The current findings should be considered in view of the following limitations. The present study used a cross-sectional design and was thus limited in delineating the complete longitudinal brain developmental trajectories. Future longitudinal studies are needed to provide more definitive evidence on the transitional relationship between perceived stress and prefrontal-amygdala connectivity patterns across different developmental stages. Also, while our imaging results suggested less-developed top-down affect regulatory functions between the vmPFC and amygdala, we obtained no significant differences across age groups on self-reported perceived stress. Two reasons may explain such null finding. First, all our participants were psychologically healthy, thus their levels of stress experience may tend to be more uniform and normalized (Yang and Huang, 2003). Second, the PSS focuses solely on subjective stress experience and provides no objective stress measures. It is thus possible that the adolescent age group generally experienced less objective stress than the older age groups, resulting in comparable levels of perceived stress. Future research could complement the current findings by including clinical samples and employ laboratory stress-manipulation techniques to provide more direct evidence on the implication of vmPFC-amygdala connectivity patterns on affect/stress regulation.

Conclusions

Our findings support the notion that the neurodevelopmental trajectories from adolescence to adulthood contribute to changes in the relationship between perceived stress and PFC-limbic network functioning.

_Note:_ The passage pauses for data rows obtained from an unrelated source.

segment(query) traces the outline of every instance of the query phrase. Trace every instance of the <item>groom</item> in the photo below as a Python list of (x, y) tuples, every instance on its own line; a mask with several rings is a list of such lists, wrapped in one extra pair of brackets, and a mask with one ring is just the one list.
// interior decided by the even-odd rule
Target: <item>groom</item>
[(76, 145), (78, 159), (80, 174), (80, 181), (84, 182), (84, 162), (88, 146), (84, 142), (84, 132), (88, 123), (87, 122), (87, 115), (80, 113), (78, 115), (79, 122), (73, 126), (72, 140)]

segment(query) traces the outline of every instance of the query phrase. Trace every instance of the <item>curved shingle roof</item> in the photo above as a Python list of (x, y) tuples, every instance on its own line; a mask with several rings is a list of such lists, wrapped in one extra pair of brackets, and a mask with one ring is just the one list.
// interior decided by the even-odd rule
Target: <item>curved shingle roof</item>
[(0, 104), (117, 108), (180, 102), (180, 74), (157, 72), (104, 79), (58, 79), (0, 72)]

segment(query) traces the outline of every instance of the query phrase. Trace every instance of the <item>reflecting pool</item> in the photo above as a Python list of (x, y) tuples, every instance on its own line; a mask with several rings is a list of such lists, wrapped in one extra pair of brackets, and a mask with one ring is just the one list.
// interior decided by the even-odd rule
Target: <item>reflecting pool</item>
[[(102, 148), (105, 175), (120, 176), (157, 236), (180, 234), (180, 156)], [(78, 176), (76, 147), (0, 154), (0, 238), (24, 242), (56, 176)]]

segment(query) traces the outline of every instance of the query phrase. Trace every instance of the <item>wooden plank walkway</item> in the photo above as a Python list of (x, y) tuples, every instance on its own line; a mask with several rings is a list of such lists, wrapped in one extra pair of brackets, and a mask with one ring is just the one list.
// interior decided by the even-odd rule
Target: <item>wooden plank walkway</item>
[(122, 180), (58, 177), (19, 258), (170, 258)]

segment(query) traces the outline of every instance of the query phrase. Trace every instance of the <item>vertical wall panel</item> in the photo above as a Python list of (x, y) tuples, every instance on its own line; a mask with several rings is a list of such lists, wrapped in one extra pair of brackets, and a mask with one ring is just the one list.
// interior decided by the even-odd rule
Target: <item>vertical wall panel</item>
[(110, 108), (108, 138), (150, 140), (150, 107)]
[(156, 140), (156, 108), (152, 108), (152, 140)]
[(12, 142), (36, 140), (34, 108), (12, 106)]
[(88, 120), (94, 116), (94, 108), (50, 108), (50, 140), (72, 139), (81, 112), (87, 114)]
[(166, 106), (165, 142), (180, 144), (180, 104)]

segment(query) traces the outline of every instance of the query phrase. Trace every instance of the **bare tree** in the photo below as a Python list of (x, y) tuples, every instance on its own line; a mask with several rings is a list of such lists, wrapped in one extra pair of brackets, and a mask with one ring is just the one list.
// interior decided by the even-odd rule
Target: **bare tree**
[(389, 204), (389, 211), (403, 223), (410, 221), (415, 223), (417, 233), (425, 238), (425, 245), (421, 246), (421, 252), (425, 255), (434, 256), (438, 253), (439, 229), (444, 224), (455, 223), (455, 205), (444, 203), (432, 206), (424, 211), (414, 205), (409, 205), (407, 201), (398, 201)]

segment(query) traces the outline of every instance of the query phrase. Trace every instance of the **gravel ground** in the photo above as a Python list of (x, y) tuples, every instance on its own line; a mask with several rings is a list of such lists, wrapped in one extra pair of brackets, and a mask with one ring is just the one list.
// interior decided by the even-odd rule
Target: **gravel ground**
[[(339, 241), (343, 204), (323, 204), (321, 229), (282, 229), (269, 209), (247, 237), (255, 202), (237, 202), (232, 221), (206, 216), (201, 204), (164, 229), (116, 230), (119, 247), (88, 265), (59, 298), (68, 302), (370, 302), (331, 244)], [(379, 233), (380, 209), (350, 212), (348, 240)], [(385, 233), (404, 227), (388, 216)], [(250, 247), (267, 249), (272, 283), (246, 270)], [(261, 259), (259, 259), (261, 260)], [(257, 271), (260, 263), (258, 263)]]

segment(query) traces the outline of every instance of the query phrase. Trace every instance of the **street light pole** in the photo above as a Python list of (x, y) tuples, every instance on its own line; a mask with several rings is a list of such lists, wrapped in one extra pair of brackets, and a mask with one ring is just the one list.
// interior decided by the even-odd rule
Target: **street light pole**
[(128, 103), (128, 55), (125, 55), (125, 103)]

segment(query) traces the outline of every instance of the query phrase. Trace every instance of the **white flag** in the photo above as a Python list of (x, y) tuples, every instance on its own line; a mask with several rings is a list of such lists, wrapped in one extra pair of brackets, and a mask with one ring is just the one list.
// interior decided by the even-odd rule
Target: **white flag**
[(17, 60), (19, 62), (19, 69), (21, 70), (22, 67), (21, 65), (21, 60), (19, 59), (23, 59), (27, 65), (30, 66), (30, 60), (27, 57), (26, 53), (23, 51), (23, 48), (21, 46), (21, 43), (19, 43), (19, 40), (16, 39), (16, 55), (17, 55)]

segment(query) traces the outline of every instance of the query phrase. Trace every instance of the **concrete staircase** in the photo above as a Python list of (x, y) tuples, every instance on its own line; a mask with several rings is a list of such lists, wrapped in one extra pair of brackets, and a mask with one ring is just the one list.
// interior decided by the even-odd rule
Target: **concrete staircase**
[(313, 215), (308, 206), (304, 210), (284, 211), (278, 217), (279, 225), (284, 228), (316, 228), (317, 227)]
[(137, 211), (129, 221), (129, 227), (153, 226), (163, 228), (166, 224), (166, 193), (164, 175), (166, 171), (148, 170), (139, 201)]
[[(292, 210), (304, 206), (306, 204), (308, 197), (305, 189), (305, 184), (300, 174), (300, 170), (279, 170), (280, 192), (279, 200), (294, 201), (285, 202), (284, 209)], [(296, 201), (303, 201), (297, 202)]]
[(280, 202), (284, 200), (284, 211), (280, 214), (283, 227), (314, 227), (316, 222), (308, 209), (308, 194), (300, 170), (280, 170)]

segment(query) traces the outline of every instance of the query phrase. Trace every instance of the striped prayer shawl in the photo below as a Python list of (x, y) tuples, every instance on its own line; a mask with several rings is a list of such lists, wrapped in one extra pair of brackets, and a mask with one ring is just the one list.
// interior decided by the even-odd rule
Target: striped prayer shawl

Specifically, the amygdala-vmPFC circuitry was critically involved in regulation of stress processing, the nature and extents of which differed across adolescents, young adults and adults. Findings from this study help to further our understanding of the complex interplay between brain development, stress perception and PFC-limbic network functioning, with clinical implications in understanding and treatment of stress-related affective disorders in young individuals.